MicroStrategy Shares Fall Below $100 as STRC Preferred Stock Trades 16% Discount
MSTR•MicroStrategy’s shares fell below $100 for the first time since March 2024 and its variable-rate perpetual preferred stock (STRC) traded near $84, a 16% discount to par. Firm holds 847,363 BTC worth about $53 billion and $1.4 billion cash against $1.2 billion in annual dividends, with $2.8 billion needed to rebuild 24 months coverage.
1. Stock and Preferred Share Performance
MicroStrategy’s common shares dropped below $100 for the first time since March 2024. Meanwhile, STRC traded near $84, representing a 16% discount to its $100 par value. This discount raises funding costs and undermines confidence in the preferred share’s yield stability.
2. Bitcoin Holdings and Cash Reserves
The company holds 847,363 BTC, valued at roughly $53 billion, alongside $1.4 billion in cash reserves. These cash reserves funded partial BTC acquisitions and dividend distributions. However, dipping below key par thresholds signals strain on balance sheet liquidity.
3. Dividend Obligations and Coverage Gap
Annualized dividend commitments total about $1.2 billion, pushing dividend coverage down to roughly 14 months. Restoring a more conservative 24-month buffer would require approximately $2.8 billion in reserves. The shrinking coverage heightens pressure on the company’s variable-rate dividend mechanism.

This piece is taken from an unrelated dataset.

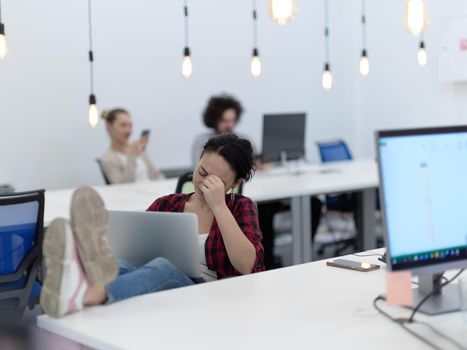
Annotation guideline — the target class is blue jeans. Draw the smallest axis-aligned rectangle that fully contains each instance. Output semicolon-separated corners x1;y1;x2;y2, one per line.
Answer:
106;258;194;304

4. Analyst Recommendations
CryptoQuant head Julio Moreno recommended pausing further Bitcoin purchases until cash reserves and dividend coverage improve. Benchmark analyst Mark Palmer maintained a Buy rating and $570 target, viewing the STRC discount as a market-driven yield reset rather than structural failure. Investors will watch capital flexibility closely.